Maciste in the Lion's Cage (Maciste nella gabbia dei leoni), also known as The Hero of the Circus, is a 1926 Italian silent adventure film directed by Guido Brignone and starring Bartolomeo Pagano, Elena Sangro, and Luigi Serventi. It was part of the popular Maciste series of films. It was the penultimate film of the silent series, followed by The Giant of the Dolomites (1927).

==Plot==
As described in a film magazine, the big Pommer Circus is enjoying a successful run in a special theatre in Rome. Karl Pommer, the owner, has a breakdown and goes on a vacation. His son, George, a weakling in love with Sarah, the equestrienne star of the show, allows himself to be hoodwinked by the woman, so that William Strasser, her secret lover, is installed as manager. Under the new regime the circus rapidly deteriorates. Maciste, strong man and lion-tamer extraordinary, returns from a successful lion hunting expedition in Africa, with many fine specimens, and with Eda, a beautiful orphan of a famous explorer, who has been raised in savagery. Maciste quickly re-establishes the morale of the circus, is instrumental in Pommer’s return, and tries to break up George’s affair with Sarah. He makes a mortal enemy of the equestrienne and her accomplice, and has to beat up, in a spectacular physical combat, Sullivan, a towering bully and henchman of Strasser, who persists in bothering Eda. George has a definite break with his father on the eve of a changing program. It is to be the debut of Eda in her lion act. The opening night arrives, with society filling the gilded stalls and opera chairs. In the midst of Eda’s act, Sullivan, out of revenge, opens the cage of an untamable lion, the infuriated animal escapes into the audience, causing the greatest panic and catastrophe ever witnessed.

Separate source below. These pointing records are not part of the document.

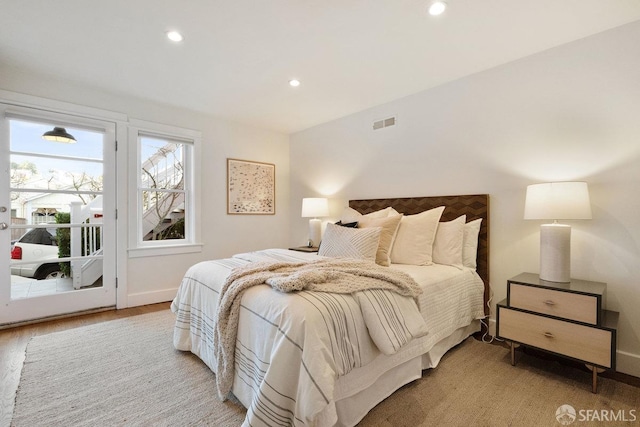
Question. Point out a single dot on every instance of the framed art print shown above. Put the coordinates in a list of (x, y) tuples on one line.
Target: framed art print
[(251, 188)]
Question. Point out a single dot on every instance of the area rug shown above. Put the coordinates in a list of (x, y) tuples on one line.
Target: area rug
[(126, 373), (119, 373)]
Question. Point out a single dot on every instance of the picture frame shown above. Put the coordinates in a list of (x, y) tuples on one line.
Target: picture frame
[(251, 187)]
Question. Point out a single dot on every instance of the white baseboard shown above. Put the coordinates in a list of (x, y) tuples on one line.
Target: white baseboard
[(153, 297), (627, 363)]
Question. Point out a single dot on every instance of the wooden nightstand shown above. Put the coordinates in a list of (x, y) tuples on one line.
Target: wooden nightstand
[(309, 249), (567, 319)]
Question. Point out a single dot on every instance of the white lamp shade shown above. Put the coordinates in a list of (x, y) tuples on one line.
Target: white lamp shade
[(314, 207), (558, 200)]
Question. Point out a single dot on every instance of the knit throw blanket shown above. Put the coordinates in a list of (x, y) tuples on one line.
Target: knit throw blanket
[(329, 275)]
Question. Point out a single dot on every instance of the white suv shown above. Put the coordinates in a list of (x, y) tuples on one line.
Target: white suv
[(38, 245)]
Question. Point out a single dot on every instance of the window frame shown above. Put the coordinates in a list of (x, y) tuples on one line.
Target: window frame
[(191, 140)]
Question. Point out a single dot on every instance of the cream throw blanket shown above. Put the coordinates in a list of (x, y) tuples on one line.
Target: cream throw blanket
[(330, 275)]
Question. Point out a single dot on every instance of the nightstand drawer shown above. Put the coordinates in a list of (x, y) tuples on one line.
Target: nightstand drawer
[(581, 342), (580, 307)]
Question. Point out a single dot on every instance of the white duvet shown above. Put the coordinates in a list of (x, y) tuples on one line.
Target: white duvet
[(291, 348)]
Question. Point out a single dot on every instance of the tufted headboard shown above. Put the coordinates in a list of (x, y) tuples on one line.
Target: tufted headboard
[(474, 206)]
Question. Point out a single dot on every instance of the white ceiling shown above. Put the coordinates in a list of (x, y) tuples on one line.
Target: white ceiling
[(238, 55)]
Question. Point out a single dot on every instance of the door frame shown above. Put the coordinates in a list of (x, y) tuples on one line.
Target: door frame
[(45, 109)]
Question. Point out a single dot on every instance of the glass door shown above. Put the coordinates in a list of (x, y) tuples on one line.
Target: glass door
[(57, 214)]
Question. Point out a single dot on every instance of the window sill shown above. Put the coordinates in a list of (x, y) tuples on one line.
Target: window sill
[(165, 250)]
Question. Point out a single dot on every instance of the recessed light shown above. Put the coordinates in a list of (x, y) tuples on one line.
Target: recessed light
[(174, 36), (437, 7)]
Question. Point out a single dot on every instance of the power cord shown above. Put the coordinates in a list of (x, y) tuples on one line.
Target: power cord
[(486, 324)]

Hundreds are trampled upon. Eda’s superb courage enables her to keep the other lions in check, while Maciste grapples with the devastating beast in the auditorium. The lion finally is captured. As the wreckage is being cleared up and the wounded taken away, George finally learns of his sweetheart’s perfidity and battles to victory with Strasser. Eda finds calm and solace at last in Maciste’s arms.

==Cast==
- Bartolomeo Pagano as Maciste
- Elena Sangro as Sarah, la cavallerizza
- Luigi Serventi as Strasser
- Mimi Dovia as Seida / Eda
- Umberto Guarracino as Sullivan
- Oreste Grandi as Karl Pommer
- Alberto Collo as Giorgio Pommer / George
- Giuseppe Brignone as Bob, il vecchio clown
- Andrea Habay
- Vittorio Bianchi
- Augusto Bandini
- Franz Sala

== Bibliography ==
- Brunetta, Gian Piero. The History of Italian Cinema: A Guide to Italian Film from Its Origins to the Twenty-first Century. Princeton University Press, 2009.
- Moliterno, Gino. Historical Dictionary of Italian Cinema. Scarecrow Press, 2008.
- Ricci, Steven. Cinema and Fascism: Italian Film and Society, 1922–1943. University of California Press, 2008.